July is here, along with some real snow and English Christmas specials. On Thursday Sanjeev from The Kumars at No. 42 was concerned that all the extra relatives staying in his living room over the Christmas break would cramp his show's style: 'that's one of the downsides of Christmas. Families.' But really it just gave the show even more laughs, particularly when Sanjeev's father grilled football commentator Gary Linnekar on his electricity bill come Christmas time, eliciting this world exclusive: 'it goes up a bit.'

Things are slicker on the Parkinson's Christmas Special at 9.30pm on the ABC this Saturday night - perhaps too slick - though the music is great with Robbie Williams singing swing and Geri Halliwell showing how an achapella back-up band of six men can improve your style. It is worth watching for Edna Everidge's annual Christmas message and listening to her reminisce about pulling the Christmas crackers with her bridesmaid Madge with her son Kenny and his friend Clifford (Kenny and Clifford live together while looking for Miss Right.). Edna attempts to spar with Geri for a while but soon backs off - even her cruelty has limits - though she suggests if she had been a spice girl she would have been turmeric. Michael Parkinson hardly says a thing, though he looks charming and laughs a lot, which is, well, Christmassy of him.

Perhaps because it's that time of year, lots of new series have started or are about to. Channel Nine's Smallville, premiered last Thursday. It is really Superman: the early years by another name,: a kind of cross between Buffy, The X-Files and Ed, though that makes it sound better than it is. The effects are great, but its heavy on the schmaltz and it doesn't have that teen/adult crossover thing going that makes Buffy the Vampire Slayer so compulsive.

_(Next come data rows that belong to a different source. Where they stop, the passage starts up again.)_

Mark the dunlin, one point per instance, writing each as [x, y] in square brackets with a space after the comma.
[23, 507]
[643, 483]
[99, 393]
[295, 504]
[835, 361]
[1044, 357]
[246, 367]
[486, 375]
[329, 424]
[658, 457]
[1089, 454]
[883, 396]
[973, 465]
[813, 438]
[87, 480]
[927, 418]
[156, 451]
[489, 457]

The ABC's new six part series, The Way We Live Now, premieres at 8.30pm on Sunday night. It is definitely worth watching and promises to get better as the weeks go by. Another BBC special, this is a costume drama that well deserves the awards it has won and has a fantastic cast, including Matthew McFadyen as the appalling Sir Felix, and Miranda Otto as a manipulative southern belle. A tale of greed and general corruption it could have been set in the 1980's and starred Alan Bond, or more recently, Jodee Rich. In fact it is based on an Anthony Trollope novel and set in London in the 1870s and the technology they are all lusting after is Railway. It's a great morality tale with lots of sex and general intrigue thrown in, and there's even more of that if you stay on for the documentary on Cleopatra at 9.20pm. While I knew she had slept with Rome's two most powerful men, Julius Ceasar and Mark Anthony, I hadn't known other charming details, such as the fact that she had murdered most of her siblings, including the brother she was married to. As one academic earnestly put it, while sitting perched on a red velvet couch (it must have sounded like a great idea in pre-prod): 'It was open season for murder intrigue and general mayhem.'

If you are, or ever have been, an ER fan, don't miss this week's decidedly un-Chrismassy episode in which Dr Mark Greene sends his colleagues a final letter. I was sobbing before the opening credits and after a pause for half hour, started up again for the end. The show is taking even longer to die than Dr Greene himself, but, like that venerable doctor it is dying in a dignified manner, and I for one plan to stick with it till the end.